— Ты невозможен! — снова рассмеялась я. — Ты хоть когда-нибудь говоришь с женщинами просто так, без флирта?
— Но я не флиртовал, — запротестовал он. — Просто вел себя как положено. Проявлял учтивость.
«Меня не одурачишь», — глазами ответила ему я.
— Люси, ты такая красивая, — сказал он.
— А ты — трепло несчастное, — парировала я. — Тебе надо упреждающий знак носить, когда на улицу выходишь. Чтобы женщины знали, с кем имеют дело.
— Не понимаю, что я сделал не так, — сокрушенно вздохнул он.
— А знаешь, что там должно быть написано? — продолжала я, не услышав.
— Так что же, Люси?
— Осторожно, бабник.
Он распахнул передо мною дверь подъезда, и холодный воздух хлестнул меня по лицу, как пощечина.
Господи, тоскливо подумала я, переживу ли я этот вечер?
Мы приехали в ресторан, и нам навстречу вышел человек, печальнее которого я еще не встречала.
— Дмитрий возьмет у вас пальто, — с сильным русским акцентом сказал он.
Затем помолчал, как будто собираясь с силами, чтобы говорить дальше.
— А потом, — вздохнул он, — Дмитрий проводит вас к вашему столику.
Он вяло щелкнул пальцами, и минут через десять действительно явился Дмитрий — низенький, плотный мужичок в плохо сидящем фраке. Казалось, он вот-вот заплачет.
— Уотсон с группой? — скорбно, как плакальщик на похоронах, промолвил он.
— Простите? — не понял Дэниэл.
Я толкнула его в бок.
— Он имеет в виду нас с тобой. Ты ведь мистер Уотсон.
— Да? А, правильно, спасибо.
— Сюда, пожалуйста, — сипло шепнул Дмитрий.
Сначала он подвел нас к прилавочку, где мы вручили наши пальто очень красивой, но крайне уставшей от жизни молодой женщине. У нее были высокие скулы, матово-белая кожа, волосы цвета воронова крыла и застывшая в глазах вековая тоска. Даже тысячеваттная улыбка Дэниэла не вывела ее из меланхолии.

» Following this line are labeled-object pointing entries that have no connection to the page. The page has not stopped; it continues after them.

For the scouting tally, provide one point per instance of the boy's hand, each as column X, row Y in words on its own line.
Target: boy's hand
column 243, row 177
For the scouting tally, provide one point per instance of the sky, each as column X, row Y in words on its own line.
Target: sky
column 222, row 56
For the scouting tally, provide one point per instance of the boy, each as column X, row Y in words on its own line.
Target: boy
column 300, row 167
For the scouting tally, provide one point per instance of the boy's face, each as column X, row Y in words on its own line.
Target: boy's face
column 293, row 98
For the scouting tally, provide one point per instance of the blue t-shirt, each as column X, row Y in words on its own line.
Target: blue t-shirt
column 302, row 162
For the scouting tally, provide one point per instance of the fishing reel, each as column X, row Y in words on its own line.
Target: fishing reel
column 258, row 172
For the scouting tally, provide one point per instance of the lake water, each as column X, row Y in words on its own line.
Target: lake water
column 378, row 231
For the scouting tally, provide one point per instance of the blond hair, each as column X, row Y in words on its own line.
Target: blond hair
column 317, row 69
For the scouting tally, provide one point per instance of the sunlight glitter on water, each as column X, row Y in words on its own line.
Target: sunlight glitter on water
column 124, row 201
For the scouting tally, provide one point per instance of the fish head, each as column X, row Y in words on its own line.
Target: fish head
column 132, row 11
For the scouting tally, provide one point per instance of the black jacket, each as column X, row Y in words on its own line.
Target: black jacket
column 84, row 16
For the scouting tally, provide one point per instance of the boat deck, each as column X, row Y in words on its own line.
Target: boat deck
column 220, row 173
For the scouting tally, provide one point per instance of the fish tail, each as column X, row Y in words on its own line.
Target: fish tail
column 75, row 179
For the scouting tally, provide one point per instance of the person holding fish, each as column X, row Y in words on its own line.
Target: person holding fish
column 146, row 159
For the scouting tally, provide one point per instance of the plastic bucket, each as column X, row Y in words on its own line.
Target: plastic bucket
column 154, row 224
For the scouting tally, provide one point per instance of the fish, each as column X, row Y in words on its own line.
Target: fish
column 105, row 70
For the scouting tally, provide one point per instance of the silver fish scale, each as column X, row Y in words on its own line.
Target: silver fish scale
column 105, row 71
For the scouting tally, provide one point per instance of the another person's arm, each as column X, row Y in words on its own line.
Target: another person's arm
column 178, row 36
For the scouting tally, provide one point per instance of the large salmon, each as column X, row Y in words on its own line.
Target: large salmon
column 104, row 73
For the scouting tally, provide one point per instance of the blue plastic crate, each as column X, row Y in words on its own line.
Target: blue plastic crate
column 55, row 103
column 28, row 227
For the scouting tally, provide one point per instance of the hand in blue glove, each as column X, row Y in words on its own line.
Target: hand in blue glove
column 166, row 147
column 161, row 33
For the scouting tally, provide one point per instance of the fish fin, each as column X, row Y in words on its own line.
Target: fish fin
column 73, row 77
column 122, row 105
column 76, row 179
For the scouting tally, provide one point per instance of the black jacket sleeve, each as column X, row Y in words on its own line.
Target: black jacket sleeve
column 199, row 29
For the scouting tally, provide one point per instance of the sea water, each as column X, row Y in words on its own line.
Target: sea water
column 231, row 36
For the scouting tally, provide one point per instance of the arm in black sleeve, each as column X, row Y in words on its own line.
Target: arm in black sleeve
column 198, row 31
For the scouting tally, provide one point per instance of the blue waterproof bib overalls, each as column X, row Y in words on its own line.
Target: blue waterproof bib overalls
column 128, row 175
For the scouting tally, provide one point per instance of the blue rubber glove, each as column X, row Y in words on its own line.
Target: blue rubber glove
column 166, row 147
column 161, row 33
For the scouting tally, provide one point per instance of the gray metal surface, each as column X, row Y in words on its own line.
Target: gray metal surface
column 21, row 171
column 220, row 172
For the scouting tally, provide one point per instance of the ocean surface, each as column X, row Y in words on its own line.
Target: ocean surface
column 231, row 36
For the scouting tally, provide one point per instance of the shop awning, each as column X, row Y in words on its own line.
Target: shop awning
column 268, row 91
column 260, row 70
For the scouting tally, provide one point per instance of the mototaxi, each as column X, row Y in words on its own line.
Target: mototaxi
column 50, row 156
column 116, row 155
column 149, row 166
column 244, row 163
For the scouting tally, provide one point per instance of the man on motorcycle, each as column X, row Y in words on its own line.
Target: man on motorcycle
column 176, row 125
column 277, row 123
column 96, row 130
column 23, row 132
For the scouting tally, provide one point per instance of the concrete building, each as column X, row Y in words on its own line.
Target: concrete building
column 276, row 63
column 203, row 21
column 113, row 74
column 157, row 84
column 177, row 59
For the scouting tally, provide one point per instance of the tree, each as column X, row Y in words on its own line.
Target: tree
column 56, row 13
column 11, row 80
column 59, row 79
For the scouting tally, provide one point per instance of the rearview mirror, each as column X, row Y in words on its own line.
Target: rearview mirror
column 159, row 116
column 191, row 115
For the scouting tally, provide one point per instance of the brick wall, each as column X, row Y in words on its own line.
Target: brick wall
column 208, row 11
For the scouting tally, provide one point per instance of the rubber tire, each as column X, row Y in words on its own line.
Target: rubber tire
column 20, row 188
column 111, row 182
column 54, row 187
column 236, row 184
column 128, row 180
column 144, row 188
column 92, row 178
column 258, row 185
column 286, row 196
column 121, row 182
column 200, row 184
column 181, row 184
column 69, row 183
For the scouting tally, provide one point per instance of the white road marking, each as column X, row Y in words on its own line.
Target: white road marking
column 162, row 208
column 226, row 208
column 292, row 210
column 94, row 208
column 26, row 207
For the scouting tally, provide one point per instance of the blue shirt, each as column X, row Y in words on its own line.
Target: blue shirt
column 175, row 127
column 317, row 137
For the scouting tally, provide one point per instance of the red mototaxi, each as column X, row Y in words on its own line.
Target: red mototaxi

— Лесбиянка, — пробормотал он.
Затем мы проследовали за Дмитрием через весь ресторан в темпе, который ему, видимо, казался размеренным, а на самом деле просто очень, очень медленно, так что я все время дышала ему в затылок, пока наконец не наступила на пятку. Тогда он обернулся и наградил меня долгим взглядом — скорее горестным, чем гневным.
Несмотря на то, что сделала все возможное, чтобы сюда не поехать, я не могла не признать, что здесь было очень здорово: сверкающие канделябры, много красного бархата, огромные зеркала в золоченых рамах, пальмы в кадках. Весь зал гудел, звенел, молодые красивые люди смеялись, пили водку, роняли себе на грудь и колени черную икру.
Теперь я была несказанно благодарна Карен и Шарлотте за то, что они насильно облачили меня в золотое платье. Может, я и чувствовала себя не в своей тарелке, но, по крайней мере, выглядела, как полагается.